Another issue seen from the logs:
Even though the lsn field has the same value as the lsn_proc field in the stored offsets, the value printed in the logs for lsn corresponds to lsn_commit.
How to reproduce the issue using our tutorial deployment?
The reproduction depends on the LSN value assigned as the restart_lsn. If, after flushing the latest LSN, the slot’s restart_lsn is set to a value greater than the last processed commit LSN, the issue will occur.
Proposed Fix
1. Incorrect log position validation
While comparing the stored offset LSN with the restart_lsn of the slot, we use the lsn_commit value (ref). It should be lsn_proc (lastCompletelyProcessedLsn) value.

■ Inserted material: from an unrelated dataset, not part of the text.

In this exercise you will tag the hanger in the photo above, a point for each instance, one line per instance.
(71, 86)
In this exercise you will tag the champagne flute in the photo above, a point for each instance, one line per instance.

T1: BEGIN: 50 T1: COMMIT: 100 T2: BEGIN: 150 <--- Connector restart with lsn_proc=170, lsn_commit=100 [Flush 170] T2: COMMIT: 200 The restart_lsn can very well fall between LSN 100 and 150.
To temporarily mitigate the issue, the connector offsets were updated by setting the lsn_commit value to match the lsn_proc, followed by a connector restart. After this change, the connector resumed normal operation without further errors.
2. Incorrect value being assigned to lsn field
We assign the value of lsn_commit to the lsn field each time the PostgresOffsetContext is intialized. (ref1 and ref2)
We can call sourceInfo.updateLastCommit before calling sourceInfo.update to set the correct value for the lsn field.